A positive z-score indicates the data point is above the mean, while a negative one signifies it is below the mean. This measure allows us to use standardized tables or calculators to find probabilities and percentages associated with a certain value in a normal distribution.
For example, in our exercise, we calculated a z-score of approximately 1.28, indicating that the required test time is 1.28 standard deviations above the mean, making it possible to predict that 90% of students will complete the test within that timeframe.

Decoding Standard Deviation

Standard deviation is a key concept in statistics, often used to describe the amount of variation or dispersion in a set of values. It effectively measures how spread out the data points are from the mean.
The formula for standard deviation, \( \sigma \), involves a series of steps:

• Calculating the mean (average) of the dataset.
• Subtracting the mean from each data point to find the deviations.
• Squaring each deviation to make all values positive.
• Finding the average of these squared deviations.
• Taking the square root of this average to obtain the standard deviation.

In our exercise, the standard deviation was provided as 12 minutes, indicating the typical deviation from the average test completion time of 70 minutes.

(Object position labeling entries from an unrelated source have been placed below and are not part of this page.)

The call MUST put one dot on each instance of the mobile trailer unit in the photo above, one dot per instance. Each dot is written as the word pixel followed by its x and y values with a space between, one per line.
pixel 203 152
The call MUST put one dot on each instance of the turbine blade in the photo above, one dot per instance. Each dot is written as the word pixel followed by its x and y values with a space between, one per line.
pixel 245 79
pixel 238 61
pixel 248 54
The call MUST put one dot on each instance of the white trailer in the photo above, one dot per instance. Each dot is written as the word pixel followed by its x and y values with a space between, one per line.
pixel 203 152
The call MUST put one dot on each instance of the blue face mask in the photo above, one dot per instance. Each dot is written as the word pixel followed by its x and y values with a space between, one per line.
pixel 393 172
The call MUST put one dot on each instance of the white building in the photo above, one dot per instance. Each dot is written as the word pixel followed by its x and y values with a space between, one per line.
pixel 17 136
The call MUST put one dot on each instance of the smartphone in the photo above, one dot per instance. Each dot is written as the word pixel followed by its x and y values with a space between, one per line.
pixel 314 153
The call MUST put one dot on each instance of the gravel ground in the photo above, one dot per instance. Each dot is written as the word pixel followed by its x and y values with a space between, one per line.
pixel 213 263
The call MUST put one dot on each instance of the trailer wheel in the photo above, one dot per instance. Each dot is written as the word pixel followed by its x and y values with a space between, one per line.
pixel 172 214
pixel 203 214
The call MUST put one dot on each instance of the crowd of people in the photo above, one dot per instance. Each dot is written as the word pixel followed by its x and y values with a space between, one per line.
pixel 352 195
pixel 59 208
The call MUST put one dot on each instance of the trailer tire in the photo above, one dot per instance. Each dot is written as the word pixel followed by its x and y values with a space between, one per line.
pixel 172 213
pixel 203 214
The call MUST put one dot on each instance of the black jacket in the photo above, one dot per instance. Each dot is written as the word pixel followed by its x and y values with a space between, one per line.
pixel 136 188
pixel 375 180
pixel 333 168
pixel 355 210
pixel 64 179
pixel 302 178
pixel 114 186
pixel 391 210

A smaller standard deviation would suggest that most students finish close to this mean time, whereas a larger one would indicate a broader spread of completion times across students.

Grasping the Mean

The mean, often known as the average, is one of the most commonly used measures in statistics to summarize a set of data. It provides a central value around which the data clusters. To calculate the mean, you sum up all the data points in a set and then divide this total by the number of data points.

• If you have a set of numbers: \( x_1, x_2, \ldots, x_n \)
• The mean \( \mu \) can be calculated using:
• \( \mu = \frac{x_1 + x_2 + \cdots + x_n}{n} \)

In the context of our exercise, the mean test completion time was found to be 70 minutes. This figure tells us that on average, most students finish the achievement test within this timeframe. Understanding the mean helps gauge overall performance and set realistic time limits for events such as exams based on average completion rates.